Some might say that America’s problem with China boils down to a well-founded fear of China becoming more like us. Does the world have room for another country that is strong at arms, but a bit weak in the head?
Might a powerful China seek to exempt itself from international norms or show indifference to the views of other countries? Might it develop a bloated military budget like ours, and a similar preference for applying coercion rather than diplomacy to those who annoy it?
Could China develop some sort of ideology it will seek to impose on others as Americans once sought to impose our religious faith and now seek to impose democracy?
Can the world afford another country that has itself convinced that bombing foreigners is both an act of humanitarian assistance and the surest path to peaceful coexistence with them? Some Americans seem to fear it might.

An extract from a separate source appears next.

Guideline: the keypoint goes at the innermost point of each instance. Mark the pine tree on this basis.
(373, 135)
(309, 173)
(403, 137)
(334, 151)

Those who are nostalgic about the Cold War and eager to reenact it look forward to China mirroring us to become a true “peer competitor.”
Just think! A China that modeled itself on America would justify sustaining the United States’ bloated military budget. U.S. defense firms and their hordes of Washington lobbyists and supporters in Congress would love it. Such a China would cure our current “enemy deprivation syndrome,” and return us to the welcome simplicities of some sort of bipolar struggle for global dominance.
For the leprechauns of the military-industrial complex, such a China is the pot of gold at the end of the Congressional rainbow. A “pivot” toward East Asia could give us the high-tech enemy we need to justify the continuation of Cold War-style weapons systems that have proven irrelevant in combating rag-tag terrorists in the Middle East.
So the best bet in Beijing – like the worst fear of the military-industrial complex in Washington D.C. – is that America’s “Pivot” will turn out to be just another blast of boastful babble from the Beltway bubble’s bureaucrats and their bloviating bosses.
Of course, the People’s Liberation Army can’t be sure about that, so it will prepare for the worst. What this means is that China’s ability to fend us off will improve – even if our ability to bludgeon it into submission doesn’t.
Freeman contends that America's militaristic pivot to Asia and its aggressive geopolitical maneuvers to isolate China are, at best, counterproductive.
For the United States to meet the economic challenge of a rising, competitive Asia, we need policies that leverage Asian prosperity to the benefit of our own, not higher defense budgets.
If we try to divide Asia to suit our geopolitical convenience instead of accepting, accommodating and buttressing its new balances of power, we will end by dividing Asia from ourselves.
That would undercut both our own prosperity and America’s global and regional influence. It would also necessitate an even higher level of defense spending than the unaffordable one we now have.